Elżbieta Podleśna w poniedziałek została zatrzymana przez policję. Fot. Jędrzej Nowicki / Agencja Gazeta
Na łamach pisma "Kontakt" opisano poniedziałkowe zamieszanie dotyczące zatrzymania Elżbiety Podleśnej. 51-latka trafiła w ręce policji i przeszukano jej mieszkanie. – Przedstawiono mi zarzut obrazy uczuć religijnych – przekazała po zakończonym przesłuchaniu.

Wieczorem zatrzymana potwierdziła na Facebooku, że przyjechała już do Warszawy z Płocka, gdzie wcześniej została przewieziona przez mundurowych. "Jednak odwołano łaskawie zatrzymanie mnie na 48. Dziękuję za wszelkie wsparcie. Jestem bardzo zmęczona, ale przede wszystkim - w głowie mi się to wszystko nie mieści" – napisała.
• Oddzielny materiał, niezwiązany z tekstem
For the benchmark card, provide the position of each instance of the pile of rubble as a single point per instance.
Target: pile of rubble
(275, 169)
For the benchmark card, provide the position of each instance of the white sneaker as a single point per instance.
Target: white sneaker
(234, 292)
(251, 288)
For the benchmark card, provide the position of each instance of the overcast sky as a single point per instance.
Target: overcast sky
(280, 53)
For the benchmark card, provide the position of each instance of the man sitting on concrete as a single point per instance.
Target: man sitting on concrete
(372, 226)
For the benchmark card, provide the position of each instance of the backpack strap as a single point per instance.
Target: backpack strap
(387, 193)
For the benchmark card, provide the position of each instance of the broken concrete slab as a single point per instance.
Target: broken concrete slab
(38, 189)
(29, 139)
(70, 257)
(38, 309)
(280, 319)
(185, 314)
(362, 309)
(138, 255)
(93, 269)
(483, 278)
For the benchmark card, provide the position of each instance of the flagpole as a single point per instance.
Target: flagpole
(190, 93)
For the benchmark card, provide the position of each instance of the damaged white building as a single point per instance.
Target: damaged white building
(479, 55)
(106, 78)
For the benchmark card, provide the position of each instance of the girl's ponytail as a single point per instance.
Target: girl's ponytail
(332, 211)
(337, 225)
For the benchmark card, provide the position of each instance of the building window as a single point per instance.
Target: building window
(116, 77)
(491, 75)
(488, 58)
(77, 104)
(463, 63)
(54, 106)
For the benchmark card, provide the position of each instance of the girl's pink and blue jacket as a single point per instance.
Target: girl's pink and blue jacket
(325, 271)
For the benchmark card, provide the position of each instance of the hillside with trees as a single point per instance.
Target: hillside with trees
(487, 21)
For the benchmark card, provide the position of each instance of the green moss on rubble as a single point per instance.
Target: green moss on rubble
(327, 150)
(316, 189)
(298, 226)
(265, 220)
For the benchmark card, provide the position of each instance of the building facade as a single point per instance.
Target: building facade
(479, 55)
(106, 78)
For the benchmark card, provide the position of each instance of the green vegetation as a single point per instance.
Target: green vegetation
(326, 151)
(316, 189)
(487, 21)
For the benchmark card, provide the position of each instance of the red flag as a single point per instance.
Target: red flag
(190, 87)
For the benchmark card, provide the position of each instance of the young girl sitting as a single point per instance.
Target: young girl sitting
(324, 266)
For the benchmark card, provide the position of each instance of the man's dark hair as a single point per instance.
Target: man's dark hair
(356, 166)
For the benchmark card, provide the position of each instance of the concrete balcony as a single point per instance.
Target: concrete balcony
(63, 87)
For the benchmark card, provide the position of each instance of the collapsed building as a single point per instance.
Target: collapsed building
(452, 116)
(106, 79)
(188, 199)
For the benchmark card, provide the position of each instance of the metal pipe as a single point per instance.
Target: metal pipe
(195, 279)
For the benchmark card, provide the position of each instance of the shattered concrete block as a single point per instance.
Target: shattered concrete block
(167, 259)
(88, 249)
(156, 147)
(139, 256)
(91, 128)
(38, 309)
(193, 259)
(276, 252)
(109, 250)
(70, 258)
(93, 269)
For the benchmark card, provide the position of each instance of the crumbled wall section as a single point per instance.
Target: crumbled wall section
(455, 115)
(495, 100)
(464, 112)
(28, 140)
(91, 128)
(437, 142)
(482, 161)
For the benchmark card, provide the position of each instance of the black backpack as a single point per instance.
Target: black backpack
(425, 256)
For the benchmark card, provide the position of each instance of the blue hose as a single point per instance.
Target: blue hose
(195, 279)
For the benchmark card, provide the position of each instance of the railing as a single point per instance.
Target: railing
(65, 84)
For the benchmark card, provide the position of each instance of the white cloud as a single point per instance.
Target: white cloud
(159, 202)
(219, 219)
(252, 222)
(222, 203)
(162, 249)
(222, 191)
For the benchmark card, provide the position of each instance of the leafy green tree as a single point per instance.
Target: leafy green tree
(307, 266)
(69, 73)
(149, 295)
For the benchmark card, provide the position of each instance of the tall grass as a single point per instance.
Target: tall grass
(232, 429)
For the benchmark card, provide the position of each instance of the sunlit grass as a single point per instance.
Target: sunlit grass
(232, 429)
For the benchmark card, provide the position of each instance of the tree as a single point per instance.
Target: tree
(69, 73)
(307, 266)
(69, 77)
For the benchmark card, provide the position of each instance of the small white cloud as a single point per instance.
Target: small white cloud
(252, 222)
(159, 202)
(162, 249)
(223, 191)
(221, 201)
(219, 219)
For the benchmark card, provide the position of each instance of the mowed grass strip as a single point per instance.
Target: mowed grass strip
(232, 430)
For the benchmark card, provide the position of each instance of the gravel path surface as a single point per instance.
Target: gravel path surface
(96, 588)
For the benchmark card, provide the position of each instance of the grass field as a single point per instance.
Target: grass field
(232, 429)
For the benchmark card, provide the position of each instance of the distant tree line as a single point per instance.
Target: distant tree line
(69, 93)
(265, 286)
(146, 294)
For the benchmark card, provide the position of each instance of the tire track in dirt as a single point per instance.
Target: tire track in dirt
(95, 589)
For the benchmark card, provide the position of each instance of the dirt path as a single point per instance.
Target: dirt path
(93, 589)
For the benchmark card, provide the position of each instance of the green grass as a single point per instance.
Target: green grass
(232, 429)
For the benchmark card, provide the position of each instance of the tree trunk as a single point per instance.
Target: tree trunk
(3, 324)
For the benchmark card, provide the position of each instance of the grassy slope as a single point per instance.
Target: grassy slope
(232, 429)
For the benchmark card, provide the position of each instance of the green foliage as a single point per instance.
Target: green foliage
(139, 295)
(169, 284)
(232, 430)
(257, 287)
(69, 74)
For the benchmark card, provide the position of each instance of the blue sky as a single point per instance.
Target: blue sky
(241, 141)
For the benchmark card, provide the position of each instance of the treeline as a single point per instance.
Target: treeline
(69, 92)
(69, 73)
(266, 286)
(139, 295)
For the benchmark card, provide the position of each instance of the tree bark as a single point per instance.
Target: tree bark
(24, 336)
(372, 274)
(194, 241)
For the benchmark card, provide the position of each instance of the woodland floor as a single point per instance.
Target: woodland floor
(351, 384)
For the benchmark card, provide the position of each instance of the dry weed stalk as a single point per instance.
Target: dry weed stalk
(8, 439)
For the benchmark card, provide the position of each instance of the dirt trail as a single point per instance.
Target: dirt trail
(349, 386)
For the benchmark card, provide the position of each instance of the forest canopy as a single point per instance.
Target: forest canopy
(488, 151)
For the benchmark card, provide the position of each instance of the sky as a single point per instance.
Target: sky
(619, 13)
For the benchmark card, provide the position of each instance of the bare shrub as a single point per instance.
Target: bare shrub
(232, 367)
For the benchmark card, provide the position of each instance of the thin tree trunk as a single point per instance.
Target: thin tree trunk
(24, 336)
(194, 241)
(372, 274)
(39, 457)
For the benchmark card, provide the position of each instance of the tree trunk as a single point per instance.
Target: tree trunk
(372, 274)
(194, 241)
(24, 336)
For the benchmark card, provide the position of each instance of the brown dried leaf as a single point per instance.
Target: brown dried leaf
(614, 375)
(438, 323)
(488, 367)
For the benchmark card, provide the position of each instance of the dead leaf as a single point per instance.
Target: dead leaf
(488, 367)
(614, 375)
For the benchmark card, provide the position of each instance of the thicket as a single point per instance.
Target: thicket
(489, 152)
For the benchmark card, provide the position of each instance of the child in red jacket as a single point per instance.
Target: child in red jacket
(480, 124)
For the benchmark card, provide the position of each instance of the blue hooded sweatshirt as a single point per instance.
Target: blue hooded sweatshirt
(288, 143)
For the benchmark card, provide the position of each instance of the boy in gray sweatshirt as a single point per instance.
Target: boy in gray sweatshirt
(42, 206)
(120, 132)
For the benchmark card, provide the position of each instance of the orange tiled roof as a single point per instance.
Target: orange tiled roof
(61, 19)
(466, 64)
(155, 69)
Na łamach "Kontaktu" wydawanego przez Klub Inteligencji Katolickiej, wyrażono publicznie pełne wsparcie dla zatrzymanej kobiety. "Pod przykrywką ochrony uczuć religijnych państwo PiS wspiera dyskryminację i przemoc. Równocześnie blokuje próby opowiedzenia się za grupą, której społeczne położenie jest naprawdę trudne. W tej sytuacji naszym obowiązkiem jest ujęcie się za dyskryminowanymi" – czytamy w artykule.


Dalej wskazano, że "z chrześcijańskiej perspektywy teologicznej tak ostre reakcje na domniemane działania Elżbiety Podleśnej są absurdem graniczącym z idolatrią".

"Wszystko to nie ma nic wspólnego ze słowami Chrystusa, który wprost mówił, że Jego królestwo nie jest z tego świata. Dlatego miejsce chrześcijan i chrześcijanek jest dziś nie u boku Joachima Brudzińskiego, lecz Elżbiety Podleśnej. To nie tęcza nas tu obraża" – podkreślono na łamach "Kontaktu".

A wszystko zaczęło się od plakatów z Matką Boską Częstochowską w tęczowej aureoli, które pojawiły się w Płocku. Sprawa zbulwersowała samego Joachima Brudzińskiego, który zapowiedział szybką reakcję. Wspomniane działania ministra doprowadziły do zatrzymania Podleśnej. Szef MSWiA pochwalił całą akcję i działanie służb.

O zatrzymaniu aktywistki głośno zrobiło się już za granicą. Aferę z tęczową Matką Boską opisał m.in. "The Guardian".